– Конечно! И Любовь Владимировна, и Данька, и Машка.
– Промокашка! Сама ты… Как тебя?
– Шура. В честь тети.
– Не нравится! – повторила Марина.
– Боюсь, ничем не могу помочь.
– Правильно, бойся!
Марине не хотелось уходить. Внутренний голос подсказывал ей, что здесь нечисто. Наши внутренние голоса способны навести панику, посеять тревогу, но никакой конкретики, уточнения, деталей от них не добьешься. Они как заунывный вой плакальщицы, застрявшей на одной ноте.
Кстати, о плаче. О женщинах, которые легко плачут, говорят, что у них слезы близко. О тех вроде меня, что в трогательные моменты в книге или в кино не вытирают мокрых щек, следовало бы сказать, что у них слезы далеко. Но такого выражения, кажется, нет. Эти женщины не заслуживают отдельной характеристики.
О счастливых переменах в жизни сына я узнала по телефону. Данька позвонил и сказал, что у него две новости: одна хорошая, а другая еще лучше. Он женится и у него будет ребенок. Вечером приведет невесту знакомиться. Слов у меня не нашлось, только невнятное бульканье. Положив трубку, я разрыдалась. Далекие запасы слез вырвались наружу.

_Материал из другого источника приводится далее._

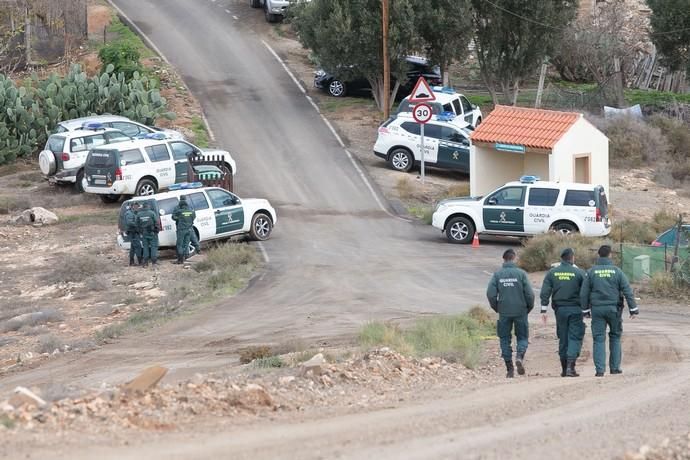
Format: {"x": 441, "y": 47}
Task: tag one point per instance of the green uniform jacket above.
{"x": 509, "y": 291}
{"x": 147, "y": 222}
{"x": 130, "y": 221}
{"x": 604, "y": 285}
{"x": 562, "y": 285}
{"x": 184, "y": 218}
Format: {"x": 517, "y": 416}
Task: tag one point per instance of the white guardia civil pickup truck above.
{"x": 526, "y": 207}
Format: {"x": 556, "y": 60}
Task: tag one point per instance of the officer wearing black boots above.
{"x": 562, "y": 286}
{"x": 510, "y": 295}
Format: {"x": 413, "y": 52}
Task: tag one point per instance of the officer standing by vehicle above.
{"x": 602, "y": 290}
{"x": 147, "y": 222}
{"x": 562, "y": 286}
{"x": 510, "y": 295}
{"x": 184, "y": 220}
{"x": 135, "y": 248}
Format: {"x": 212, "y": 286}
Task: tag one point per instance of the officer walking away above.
{"x": 135, "y": 248}
{"x": 147, "y": 221}
{"x": 510, "y": 295}
{"x": 602, "y": 290}
{"x": 562, "y": 286}
{"x": 184, "y": 220}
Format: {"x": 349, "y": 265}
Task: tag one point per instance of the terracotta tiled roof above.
{"x": 535, "y": 128}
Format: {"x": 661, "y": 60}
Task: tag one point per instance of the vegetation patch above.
{"x": 200, "y": 133}
{"x": 454, "y": 338}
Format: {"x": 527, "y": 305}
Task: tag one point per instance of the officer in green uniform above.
{"x": 147, "y": 222}
{"x": 602, "y": 291}
{"x": 510, "y": 295}
{"x": 562, "y": 286}
{"x": 184, "y": 220}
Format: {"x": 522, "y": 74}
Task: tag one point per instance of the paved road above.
{"x": 337, "y": 258}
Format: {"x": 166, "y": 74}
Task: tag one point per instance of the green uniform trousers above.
{"x": 149, "y": 242}
{"x": 602, "y": 317}
{"x": 504, "y": 331}
{"x": 184, "y": 237}
{"x": 570, "y": 330}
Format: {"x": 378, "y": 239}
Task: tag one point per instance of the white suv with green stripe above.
{"x": 527, "y": 207}
{"x": 219, "y": 214}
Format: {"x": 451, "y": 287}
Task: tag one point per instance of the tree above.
{"x": 445, "y": 27}
{"x": 670, "y": 21}
{"x": 345, "y": 37}
{"x": 513, "y": 37}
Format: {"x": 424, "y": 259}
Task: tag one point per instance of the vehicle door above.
{"x": 181, "y": 151}
{"x": 162, "y": 164}
{"x": 227, "y": 210}
{"x": 467, "y": 110}
{"x": 205, "y": 222}
{"x": 539, "y": 212}
{"x": 168, "y": 234}
{"x": 79, "y": 149}
{"x": 503, "y": 210}
{"x": 432, "y": 137}
{"x": 454, "y": 149}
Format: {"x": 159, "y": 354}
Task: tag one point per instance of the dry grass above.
{"x": 453, "y": 338}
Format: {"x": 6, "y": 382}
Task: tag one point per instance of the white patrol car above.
{"x": 527, "y": 207}
{"x": 143, "y": 167}
{"x": 219, "y": 214}
{"x": 124, "y": 124}
{"x": 62, "y": 159}
{"x": 446, "y": 143}
{"x": 448, "y": 101}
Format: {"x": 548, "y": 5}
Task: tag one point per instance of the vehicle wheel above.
{"x": 110, "y": 198}
{"x": 401, "y": 160}
{"x": 47, "y": 162}
{"x": 78, "y": 186}
{"x": 460, "y": 230}
{"x": 146, "y": 187}
{"x": 565, "y": 228}
{"x": 261, "y": 227}
{"x": 337, "y": 88}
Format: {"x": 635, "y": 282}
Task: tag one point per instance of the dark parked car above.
{"x": 668, "y": 238}
{"x": 417, "y": 67}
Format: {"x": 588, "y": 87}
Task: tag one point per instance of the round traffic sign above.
{"x": 422, "y": 113}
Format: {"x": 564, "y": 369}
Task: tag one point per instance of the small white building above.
{"x": 555, "y": 146}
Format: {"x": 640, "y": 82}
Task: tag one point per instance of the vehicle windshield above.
{"x": 55, "y": 144}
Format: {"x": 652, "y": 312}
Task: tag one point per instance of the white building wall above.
{"x": 582, "y": 138}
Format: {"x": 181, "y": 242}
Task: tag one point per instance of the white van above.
{"x": 143, "y": 167}
{"x": 219, "y": 214}
{"x": 527, "y": 207}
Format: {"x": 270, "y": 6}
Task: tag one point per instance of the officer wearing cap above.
{"x": 510, "y": 295}
{"x": 602, "y": 292}
{"x": 147, "y": 223}
{"x": 184, "y": 220}
{"x": 562, "y": 286}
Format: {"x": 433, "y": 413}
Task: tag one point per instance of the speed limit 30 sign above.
{"x": 422, "y": 113}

Это случилось десятого в девять пятьдесят пять. К приходу Марины, запасы слезной жидкости еще не исчерпались. Марина бросила сумки на пол, порывисто обхватила меня. Со стороны объятия двух толстушек, наверное, смотрятся потешно, ведь они не могут положить головы друг другу на плечи, да и длины рук не хватает, чтобы сойтись на спине.

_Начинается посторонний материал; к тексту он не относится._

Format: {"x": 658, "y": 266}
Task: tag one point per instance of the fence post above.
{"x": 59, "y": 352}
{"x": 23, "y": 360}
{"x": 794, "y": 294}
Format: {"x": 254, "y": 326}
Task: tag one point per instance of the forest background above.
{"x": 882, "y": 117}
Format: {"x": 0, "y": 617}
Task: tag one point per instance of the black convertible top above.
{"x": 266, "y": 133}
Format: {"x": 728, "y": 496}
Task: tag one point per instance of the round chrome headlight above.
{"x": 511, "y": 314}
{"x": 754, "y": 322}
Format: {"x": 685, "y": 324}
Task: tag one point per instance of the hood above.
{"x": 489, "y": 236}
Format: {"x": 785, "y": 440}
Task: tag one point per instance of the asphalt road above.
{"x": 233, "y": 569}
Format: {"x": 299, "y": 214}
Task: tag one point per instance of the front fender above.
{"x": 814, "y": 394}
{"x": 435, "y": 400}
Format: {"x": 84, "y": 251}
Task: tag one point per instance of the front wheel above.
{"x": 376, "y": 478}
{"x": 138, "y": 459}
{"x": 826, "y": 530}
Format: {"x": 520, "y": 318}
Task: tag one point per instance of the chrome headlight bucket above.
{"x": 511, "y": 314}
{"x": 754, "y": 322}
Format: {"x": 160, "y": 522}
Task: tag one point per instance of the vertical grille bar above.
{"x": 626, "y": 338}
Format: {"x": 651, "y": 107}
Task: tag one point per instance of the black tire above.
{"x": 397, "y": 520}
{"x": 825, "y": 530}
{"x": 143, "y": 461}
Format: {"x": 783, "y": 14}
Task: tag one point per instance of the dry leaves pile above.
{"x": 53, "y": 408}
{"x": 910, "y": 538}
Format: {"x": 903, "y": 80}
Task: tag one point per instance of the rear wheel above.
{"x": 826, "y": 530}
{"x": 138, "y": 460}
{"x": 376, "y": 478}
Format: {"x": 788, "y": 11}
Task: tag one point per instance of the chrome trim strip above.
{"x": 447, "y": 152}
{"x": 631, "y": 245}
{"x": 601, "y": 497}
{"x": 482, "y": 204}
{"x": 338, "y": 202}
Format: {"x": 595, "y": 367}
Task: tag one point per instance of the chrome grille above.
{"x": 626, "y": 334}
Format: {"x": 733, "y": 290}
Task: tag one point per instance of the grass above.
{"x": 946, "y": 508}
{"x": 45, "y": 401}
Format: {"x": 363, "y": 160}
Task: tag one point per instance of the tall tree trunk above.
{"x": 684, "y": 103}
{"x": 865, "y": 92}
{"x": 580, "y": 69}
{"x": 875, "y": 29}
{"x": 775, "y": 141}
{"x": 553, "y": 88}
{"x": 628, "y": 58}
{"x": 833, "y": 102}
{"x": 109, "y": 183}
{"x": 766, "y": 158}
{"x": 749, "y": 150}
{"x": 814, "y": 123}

– Александра Петровна, миленькая! Да что же это! Крепитесь! – причитала Марина. – Ах, вы моя дорогая. Кто? Кто?
Марина хотела узнать, кто умер.
– Нет! Нет! – сквозь рыдания выкрикнула я.

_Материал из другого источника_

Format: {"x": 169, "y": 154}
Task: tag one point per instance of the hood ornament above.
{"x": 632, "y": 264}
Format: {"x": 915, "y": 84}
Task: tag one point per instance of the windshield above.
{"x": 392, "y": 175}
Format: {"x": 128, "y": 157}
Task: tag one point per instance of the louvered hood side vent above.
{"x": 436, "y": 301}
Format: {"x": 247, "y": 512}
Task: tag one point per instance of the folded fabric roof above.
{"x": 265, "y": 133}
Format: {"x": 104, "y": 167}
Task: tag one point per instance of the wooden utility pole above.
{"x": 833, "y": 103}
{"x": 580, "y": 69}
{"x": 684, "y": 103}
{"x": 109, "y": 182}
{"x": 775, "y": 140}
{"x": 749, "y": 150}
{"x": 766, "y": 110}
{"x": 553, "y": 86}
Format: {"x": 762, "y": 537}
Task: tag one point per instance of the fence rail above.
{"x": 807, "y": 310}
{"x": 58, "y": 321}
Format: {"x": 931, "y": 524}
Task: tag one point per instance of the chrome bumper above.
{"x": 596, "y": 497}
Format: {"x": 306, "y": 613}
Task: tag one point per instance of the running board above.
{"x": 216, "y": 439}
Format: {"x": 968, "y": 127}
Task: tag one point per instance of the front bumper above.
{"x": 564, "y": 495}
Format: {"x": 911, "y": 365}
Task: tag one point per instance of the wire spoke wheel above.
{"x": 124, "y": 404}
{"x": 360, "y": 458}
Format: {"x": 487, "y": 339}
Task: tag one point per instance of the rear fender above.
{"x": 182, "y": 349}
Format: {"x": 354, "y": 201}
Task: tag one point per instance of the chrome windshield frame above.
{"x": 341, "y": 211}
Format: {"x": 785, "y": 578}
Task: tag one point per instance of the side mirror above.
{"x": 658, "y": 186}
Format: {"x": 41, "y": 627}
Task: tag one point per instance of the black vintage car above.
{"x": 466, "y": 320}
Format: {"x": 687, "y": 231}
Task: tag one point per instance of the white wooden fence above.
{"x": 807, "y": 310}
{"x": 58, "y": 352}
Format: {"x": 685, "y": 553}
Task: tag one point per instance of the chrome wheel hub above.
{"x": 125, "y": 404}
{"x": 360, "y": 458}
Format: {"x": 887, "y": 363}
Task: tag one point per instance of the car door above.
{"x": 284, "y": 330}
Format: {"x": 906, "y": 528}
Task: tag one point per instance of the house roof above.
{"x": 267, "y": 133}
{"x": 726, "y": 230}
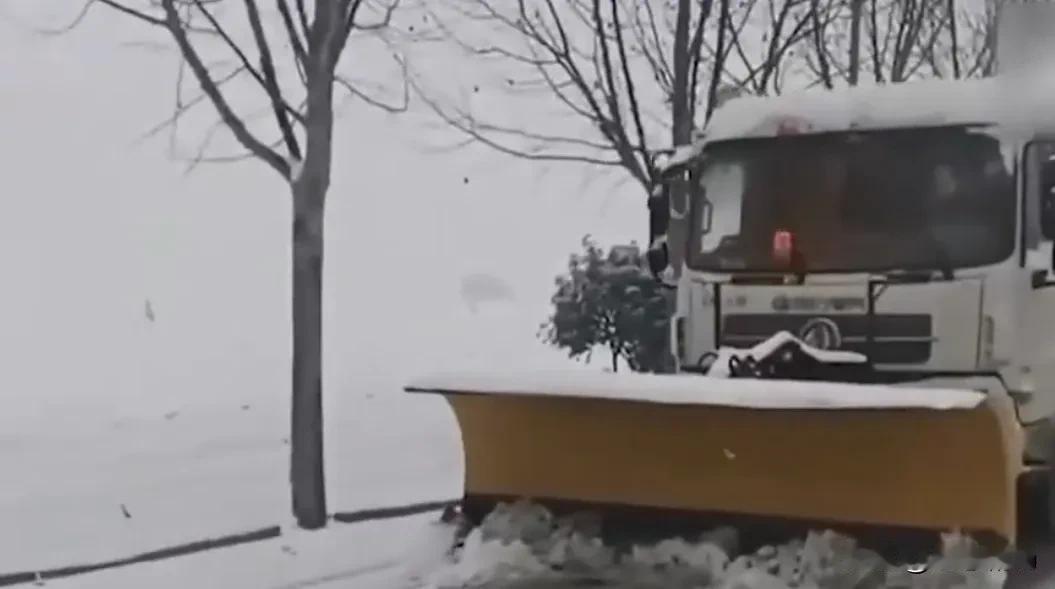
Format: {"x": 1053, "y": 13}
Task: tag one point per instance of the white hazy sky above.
{"x": 91, "y": 226}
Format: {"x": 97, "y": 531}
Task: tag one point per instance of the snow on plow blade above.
{"x": 925, "y": 459}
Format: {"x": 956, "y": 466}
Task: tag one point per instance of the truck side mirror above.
{"x": 658, "y": 258}
{"x": 1048, "y": 200}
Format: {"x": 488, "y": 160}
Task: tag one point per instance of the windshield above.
{"x": 927, "y": 198}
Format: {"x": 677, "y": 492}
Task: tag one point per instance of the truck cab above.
{"x": 912, "y": 224}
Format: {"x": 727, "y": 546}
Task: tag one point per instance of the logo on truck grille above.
{"x": 822, "y": 334}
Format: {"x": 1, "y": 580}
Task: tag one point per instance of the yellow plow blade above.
{"x": 918, "y": 468}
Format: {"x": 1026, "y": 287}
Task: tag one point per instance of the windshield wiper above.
{"x": 943, "y": 261}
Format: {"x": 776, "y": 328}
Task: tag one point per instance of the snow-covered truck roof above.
{"x": 994, "y": 100}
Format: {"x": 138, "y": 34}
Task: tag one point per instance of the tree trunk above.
{"x": 682, "y": 125}
{"x": 951, "y": 8}
{"x": 307, "y": 477}
{"x": 857, "y": 8}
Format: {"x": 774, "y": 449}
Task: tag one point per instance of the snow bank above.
{"x": 522, "y": 545}
{"x": 693, "y": 390}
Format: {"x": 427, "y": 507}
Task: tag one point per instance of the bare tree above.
{"x": 901, "y": 40}
{"x": 294, "y": 74}
{"x": 627, "y": 78}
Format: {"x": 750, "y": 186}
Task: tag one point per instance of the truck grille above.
{"x": 897, "y": 339}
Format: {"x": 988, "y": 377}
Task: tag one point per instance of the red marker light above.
{"x": 783, "y": 246}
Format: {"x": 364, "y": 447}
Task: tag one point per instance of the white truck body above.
{"x": 989, "y": 326}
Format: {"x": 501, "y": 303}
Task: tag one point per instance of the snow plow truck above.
{"x": 864, "y": 335}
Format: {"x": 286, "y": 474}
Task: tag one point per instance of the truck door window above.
{"x": 1040, "y": 173}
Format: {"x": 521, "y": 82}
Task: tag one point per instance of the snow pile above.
{"x": 523, "y": 545}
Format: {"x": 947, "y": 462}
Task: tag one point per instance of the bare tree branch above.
{"x": 219, "y": 102}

Марина решила, что отрицание – это мое нежелание, неспособность принять удар судьбы. Марина усилила хватку, пытаясь захватить меня за шею, прижать мою голову к своей груди (я ей когда-то озвучила теорию о психотерапевтических возможностях ее бюста). Марина чуть не задушила меня.
– Данька, Данька… – я пыталась вырваться и навести ясность.
Марина уронила руки и завыла. Жутко, по-звериному, задрав голову.
У меня мгновенно прекратилось слезоизвержение:
– Вы неправильно поняли! Успокойтесь! Все в порядке, все живы и еще лучше. Данька женится, и у него будет ребенок. Я плачу от счастья.
Марина уставилась на меня безумным взглядом, схватилась за сердце:
– Какая радость! – прохрипела она.
Пришлось накапать ей лошадиную дозу валерьянки. Отпаивать чаем. У Марины так дрожали руки, что она не могла работать. Я совершенно убеждена, что эмоциональный пароксизм случился из-за резкого перепада, от ужаса к радости. В противном случае Марина была бы лучшим из лучших утешителей.
Наконец, она ушла и булок не оставила. Десять раз повторила, что это все ей не нравится, и она так не оставит. Выждав полчаса, я позвонила на сотовый Марине. На меня обрушился град вопросов, где я, что со мной и даже: «Вы точно живы?» Заверив Марину, что племянница настоящая, не прохиндейка, не аферистка, я надеялась поставить точку. Но не тут-то было.
– Александра Петровна, вы всего не знаете! Вы не видели! Ни в какой институт она не поступает. На столе ни учебников, ни тетрадок. Я таких абитуриенток повидала. Приезжают в Москву и зарабатывают сами знаете каким местом. Накупила дорогих тряпок. Маникюр и педикюр, если в дорогом салоне, тысяч семь рублей не меньше.
Я заплатила семь пятьсот плюс чаевые.
– Марина, не говорите глупостей!
– У нее под глазом фингалище! Понятно, с какими клиентами дело имеет. И от нее несет перегаром!
В стремлении уберечь меня от неприятностей, Марина переусердствовала и опустилась до вранья. Кроме запаха нечищенных зубов, от меня ничем не могло пахнуть. Синяк я активно лечила тремя мазями, и он стал уже светлеть и желтеть.
– Девочка упала, оступилась, несчастный случай, – пыталась я вразумить Марину.
– Я ж и говорю – падшая. Может, я с соседями поговорю? Спрошу, приводит ли клиентов? Путь присмотрят. Оглянуться не успеете, а в квартире бордель.
– Я вам решительно запрещаю! Никаких соседей! Вы меня слышите? Решительно!
– Ой, у вас роуминг! До свидания, Александра Петровна! Скорее приезжайте, – и отключила связь.
После развода, который равняется тяжелой операции на сердце, у меня было два замечательных, но бесперспективных романа и одна половая дружба.